MapOutputTrackerMaster¶

MapOutputTrackerMaster is a MapOutputTracker for the driver.

MapOutputTrackerMaster is the source of truth of shuffle map output locations.

Creating Instance¶

MapOutputTrackerMaster takes the following to be created:

SparkConf
BroadcastManager
isLocal flag (to indicate whether MapOutputTrackerMaster runs in local or a cluster)

When created, MapOutputTrackerMaster starts dispatcher threads on the map-output-dispatcher thread pool.

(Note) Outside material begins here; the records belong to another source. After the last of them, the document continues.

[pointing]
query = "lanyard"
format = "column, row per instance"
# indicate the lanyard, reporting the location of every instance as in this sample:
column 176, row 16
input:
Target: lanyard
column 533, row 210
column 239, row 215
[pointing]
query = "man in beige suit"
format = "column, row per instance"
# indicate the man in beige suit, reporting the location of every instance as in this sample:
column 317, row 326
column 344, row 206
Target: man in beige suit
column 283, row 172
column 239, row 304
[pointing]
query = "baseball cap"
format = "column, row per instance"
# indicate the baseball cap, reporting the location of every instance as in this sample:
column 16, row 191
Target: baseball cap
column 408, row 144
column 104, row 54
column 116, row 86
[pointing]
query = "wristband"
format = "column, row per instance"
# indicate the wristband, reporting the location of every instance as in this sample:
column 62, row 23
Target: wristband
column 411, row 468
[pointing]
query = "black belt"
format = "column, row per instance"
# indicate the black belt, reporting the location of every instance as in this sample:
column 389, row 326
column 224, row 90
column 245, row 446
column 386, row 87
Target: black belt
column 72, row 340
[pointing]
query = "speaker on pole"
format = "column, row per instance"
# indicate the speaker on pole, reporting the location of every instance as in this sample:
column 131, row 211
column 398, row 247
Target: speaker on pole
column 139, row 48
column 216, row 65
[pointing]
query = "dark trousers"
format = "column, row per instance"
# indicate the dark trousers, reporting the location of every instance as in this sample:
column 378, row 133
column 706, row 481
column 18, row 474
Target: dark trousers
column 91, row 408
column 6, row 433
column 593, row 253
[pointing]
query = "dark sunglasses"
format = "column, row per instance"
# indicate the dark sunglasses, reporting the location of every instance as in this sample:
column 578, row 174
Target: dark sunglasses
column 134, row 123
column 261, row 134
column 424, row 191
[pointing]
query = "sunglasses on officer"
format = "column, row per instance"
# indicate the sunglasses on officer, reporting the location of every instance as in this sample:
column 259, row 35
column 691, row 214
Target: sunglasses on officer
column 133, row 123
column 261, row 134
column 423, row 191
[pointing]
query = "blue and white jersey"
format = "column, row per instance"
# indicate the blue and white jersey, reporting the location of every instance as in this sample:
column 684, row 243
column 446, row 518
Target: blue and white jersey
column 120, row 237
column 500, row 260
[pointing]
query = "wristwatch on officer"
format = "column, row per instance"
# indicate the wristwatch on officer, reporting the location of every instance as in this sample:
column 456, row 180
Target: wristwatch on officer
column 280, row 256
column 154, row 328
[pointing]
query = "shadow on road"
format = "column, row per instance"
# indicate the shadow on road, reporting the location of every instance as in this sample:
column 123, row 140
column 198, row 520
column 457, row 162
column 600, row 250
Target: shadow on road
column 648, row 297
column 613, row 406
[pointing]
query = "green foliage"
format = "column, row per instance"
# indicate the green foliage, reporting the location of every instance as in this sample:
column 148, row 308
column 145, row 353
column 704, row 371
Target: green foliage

MapOutputTrackerMaster is created when:

SparkEnv utility is used to create a SparkEnv for the driver

maxRpcMessageSize¶

maxRpcMessageSize is...FIXME

BroadcastManager¶

MapOutputTrackerMaster is given a BroadcastManager to be created.

Shuffle Map Output Status Registry¶

MapOutputTrackerMaster uses an internal registry of ShuffleStatuses by shuffle stages.

MapOutputTrackerMaster adds a new shuffle when requested to register one (when DAGScheduler is requested to create a ShuffleMapStage for a ShuffleDependency).

MapOutputTrackerMaster uses the registry when requested for the following:

registerMapOutput
getStatistics
MessageLoop
unregisterMapOutput, unregisterAllMapOutput, unregisterShuffle, removeOutputsOnHost, removeOutputsOnExecutor, containsShuffle, getNumAvailableOutputs, findMissingPartitions, getLocationsWithLargestOutputs, getMapSizesByExecutorId

MapOutputTrackerMaster removes (clears) all shuffles when requested to stop.

Configuration Properties¶

MapOutputTrackerMaster uses the following configuration properties:

Map and Reduce Task Thresholds for Preferred Locations¶

MapOutputTrackerMaster defines 1000 (tasks) as the hardcoded threshold of the number of map and reduce tasks when requested to compute preferred locations with spark.shuffle.reduceLocality.enabled.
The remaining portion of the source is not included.